Ultima Thule answers – and raises – questions about early solar system

News Release from the Johns Hopkins University Applied Physics Laboratory

 

Ultima Thule, a bilobate “contact binary” in the Kuiper Belt a billion miles past Pluto, is providing new insights into planetary formation. Image: NASA/Johns Hopkins University Applied Physics Laboratory/Southwest Research Institute

The farthest object ever explored is slowly revealing its secrets, as scientists piece together the puzzles of Ultima Thule – the Kuiper Belt object NASA’s New Horizons spacecraft flew past on New Year’s Day, four billion miles from Earth.

Analysing the data New Horizons has been sending home since the flyby of Ultima Thule (officially named 2014 MU69), mission scientists are learning more about the development, geology and composition of this ancient relic of solar system formation. The team discussed those findings (18 March) at the 50th Lunar and Planetary Science Conference in The Woodlands, Texas.

Ultima Thule is the first unquestionably primordial contact binary ever explored. Approach pictures of Ultima Thule hinted at a strange, snowman-like shape for the binary, but further analysis of images, taken near closest approach – New Horizons came to within just 2,200 miles (3,500 kilometres) – have uncovered just how unusual the KBO’s shape really is.
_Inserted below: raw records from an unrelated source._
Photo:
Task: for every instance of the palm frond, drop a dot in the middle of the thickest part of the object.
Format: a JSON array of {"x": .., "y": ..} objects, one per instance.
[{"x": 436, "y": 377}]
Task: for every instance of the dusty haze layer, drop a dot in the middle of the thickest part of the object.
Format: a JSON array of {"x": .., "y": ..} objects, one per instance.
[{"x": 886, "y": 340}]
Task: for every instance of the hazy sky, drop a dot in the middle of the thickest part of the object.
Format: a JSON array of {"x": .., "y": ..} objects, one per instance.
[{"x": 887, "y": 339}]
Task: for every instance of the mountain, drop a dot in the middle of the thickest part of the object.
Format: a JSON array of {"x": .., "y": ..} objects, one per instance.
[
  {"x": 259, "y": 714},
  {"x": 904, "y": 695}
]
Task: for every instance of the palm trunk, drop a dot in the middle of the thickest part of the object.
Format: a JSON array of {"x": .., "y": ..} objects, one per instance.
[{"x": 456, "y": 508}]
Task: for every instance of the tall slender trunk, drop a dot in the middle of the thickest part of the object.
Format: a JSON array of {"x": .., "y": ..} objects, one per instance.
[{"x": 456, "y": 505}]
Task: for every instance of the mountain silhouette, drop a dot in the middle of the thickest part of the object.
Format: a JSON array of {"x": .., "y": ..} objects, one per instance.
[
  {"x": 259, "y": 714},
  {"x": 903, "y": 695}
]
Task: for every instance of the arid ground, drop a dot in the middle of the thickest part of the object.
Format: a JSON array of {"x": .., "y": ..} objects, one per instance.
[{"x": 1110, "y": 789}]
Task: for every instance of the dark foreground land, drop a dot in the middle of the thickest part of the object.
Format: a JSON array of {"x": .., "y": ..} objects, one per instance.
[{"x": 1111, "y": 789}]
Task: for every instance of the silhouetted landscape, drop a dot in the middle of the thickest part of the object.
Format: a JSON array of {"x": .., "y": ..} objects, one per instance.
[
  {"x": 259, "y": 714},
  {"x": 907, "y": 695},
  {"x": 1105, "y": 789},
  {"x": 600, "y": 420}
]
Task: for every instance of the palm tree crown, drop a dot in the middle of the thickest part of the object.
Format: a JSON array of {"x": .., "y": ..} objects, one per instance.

At 22 miles (35 kilometres) long, Ultima Thule consists of a large, flat lobe (nicknamed “Ultima”) connected to a smaller, rounder lobe (nicknamed “Thule”).

This strange shape is the biggest surprise, so far, of the flyby. “We’ve never seen anything like this anywhere in the solar system,” said New Horizons principal investigator Alan Stern, of the Southwest Research Institute, Boulder, Colorado. “It is sending the planetary science community back to the drawing board to understand how planetesimals – the building blocks of the planets – form.”

Initially thought to be made up of two roughly spherical bodies, Ultima Thule is now known to be composed of flatter bodies that originally were in orbit around each other. They lost energy through satellites, interactions with surrounding gas or other nearby bodies and eventually bumped together at about 2 metres per second, or nearly 5 mph. Image: NASA/Johns Hopkins University Applied Physics Laboratory/Southwest Research Institute

Because it is so well preserved, Ultima Thule is offering our clearest look back to the era of planetesimal accretion and the earliest stages of planetary formation. Apparently Ultima Thule’s two lobes once orbited each other, like many so-called binary worlds in the Kuiper Belt, until something brought them together in a “gentle” merger.

“This fits with general ideas of the beginning of our solar system,” said William McKinnon, a New Horizons co-investigator from Washington University in St. Louis. “Much of the orbital momentum of the Ultima Thule binary must have been drained away for them to come together like this. But we don’t know yet what processes were most important in making that happen.”

That merger may have left its mark on the surface. The “neck” connecting Ultima and Thule is reworked, and could indicate shearing as the lobes combined, said Kirby Runyon, a New Horizons science team member from the Johns Hopkins Applied Physics Laboratory in Laurel, Maryland.

Runyon and fellow team geologists are describing and trying to understand Ultima Thule’s many surface features, from bright spots and patches, to hills and troughs, to craters and pits. The craters, while at first glance look like impact craters, could have other origins. Some may be pit craters, where material drains into underground cracks, or a result of sublimation, where ice went directly from solid to gas and left pits in its place. The largest depression is a 5-mile-wide (8-kilometre-wide) feature the team has nicknamed Maryland crater. It could be an impact crater, or it could have formed in one of the other above-mentioned ways.

“We have our work cut out to understand Ultima Thule’s geology, that is for sure,” Runyon said.

Ultima Thule is deeply reddish in colour as seen in images combining observations from two cameras aboard the New Horizons spacecraft. Image: NASA/Johns Hopkins University Applied Physics Laboratory/Southwest Research Institute

In colour and composition, New Horizons data revealed that Ultima Thule resembles many other objects found in its region of the Kuiper Belt. Consistent with pre-flyby observations from the Hubble Telescope, Ultima Thule is very red – redder even than Pluto, which New Horizons flew past on the inner edge of the Kuiper Belt in 2015 – and about the same colour as many other so-called “cold classical” KBOs.

New Horizons scientists have also seen evidence for methanol, water ice and organic molecules on the surface. “The spectrum of Ultima Thule is similar to some of the most extreme objects we’ve seen in the outer solar system,” said Silvia Protopapa, a New Horizons co-investigator from SwRI. “So New Horizons is giving us an incredible opportunity to study one of these bodies up close.”